As the fighting intensified Wednesday, Mohamed ElBaradei abruptly resigned as Egypt's interim vice president. In a letter sent to Mansour, ElBaradei cited "decisions I do not agree with" regarding the government's crackdown.

"It has become difficult for me to continue bearing responsibility for decisions that I do not agree with and whose consequences I fear," ElBaradei wrote. "I cannot bear the responsibility for one drop of blood.''

The National Salvation Front, the main opposition group that he headed during Morsi's year in office, said it regretted his departure and complained that it was not consulted in his decision to step down. Tamarod, the youth group behind the mass anti-Morsi protests that preceded the coup, said ElBaradei was dodging his responsibility at a time when his services were needed.

On Thursday, Reuters reported that Turkish Prime Minister Recep Tayyip Erdogan had called for the United Nations Security Council to convene quickly to discuss the crisis. 

Speaking at a press conference in Turkey's capital, Ankara, Erdogan said "Those who remain silent in the face of this massacre are as guilty as those who carried it out."

Secretary of State John Kerry said the violence in Egypt is deplorable and is a serious blow to reconciliation efforts, and that it runs counter to Egyptians' aspirations for peace.
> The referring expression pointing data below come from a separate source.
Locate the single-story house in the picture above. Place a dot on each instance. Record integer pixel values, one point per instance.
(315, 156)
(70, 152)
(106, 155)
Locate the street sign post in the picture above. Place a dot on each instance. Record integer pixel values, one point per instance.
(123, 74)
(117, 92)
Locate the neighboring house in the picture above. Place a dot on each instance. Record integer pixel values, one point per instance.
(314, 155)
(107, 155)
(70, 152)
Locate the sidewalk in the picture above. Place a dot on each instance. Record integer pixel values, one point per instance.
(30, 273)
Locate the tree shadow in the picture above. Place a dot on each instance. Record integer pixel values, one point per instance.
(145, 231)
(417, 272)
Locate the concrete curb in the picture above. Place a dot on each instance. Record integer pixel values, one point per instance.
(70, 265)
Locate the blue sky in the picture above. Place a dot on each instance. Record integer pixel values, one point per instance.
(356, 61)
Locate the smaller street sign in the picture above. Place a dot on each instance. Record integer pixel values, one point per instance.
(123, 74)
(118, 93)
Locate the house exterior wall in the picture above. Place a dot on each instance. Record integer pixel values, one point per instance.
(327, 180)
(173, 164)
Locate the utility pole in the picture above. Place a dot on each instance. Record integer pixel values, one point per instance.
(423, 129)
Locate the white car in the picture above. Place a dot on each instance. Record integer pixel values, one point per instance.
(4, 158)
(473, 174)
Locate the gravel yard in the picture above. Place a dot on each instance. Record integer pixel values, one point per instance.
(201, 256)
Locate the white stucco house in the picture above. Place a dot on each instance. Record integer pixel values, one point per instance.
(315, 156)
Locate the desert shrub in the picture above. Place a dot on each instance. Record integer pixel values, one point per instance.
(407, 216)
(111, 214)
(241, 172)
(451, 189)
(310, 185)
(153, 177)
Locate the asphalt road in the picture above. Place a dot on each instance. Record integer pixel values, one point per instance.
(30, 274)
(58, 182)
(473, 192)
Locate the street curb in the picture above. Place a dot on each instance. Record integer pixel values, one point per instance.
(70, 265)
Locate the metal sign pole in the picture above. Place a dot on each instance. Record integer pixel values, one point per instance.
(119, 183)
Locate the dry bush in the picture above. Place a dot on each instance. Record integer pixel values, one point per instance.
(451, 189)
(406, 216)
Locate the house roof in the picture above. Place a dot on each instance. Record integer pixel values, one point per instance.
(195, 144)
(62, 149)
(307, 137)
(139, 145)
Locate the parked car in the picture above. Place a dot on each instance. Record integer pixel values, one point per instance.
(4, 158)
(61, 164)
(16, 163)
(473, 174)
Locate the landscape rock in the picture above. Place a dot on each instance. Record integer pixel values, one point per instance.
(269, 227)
Morsi, Egypt's first freely elected president, had just completed one year in office when he was toppled. He has largely been held incommunicado, but was visited by European Union Foreign Policy Chief Catherine Ashton and an African delegation. Ashton reported that Morsi is well and has access to television and newspapers.

Several bids by the United States, the European Union and Gulf Arab states to reconcile the two sides in Egypt in an inclusive political process have failed, with the Brotherhood insisting that Morsi must first be freed along with several of the group's leaders who have been detained in connection with incitement of violence.

The Associated Press contributed to this report.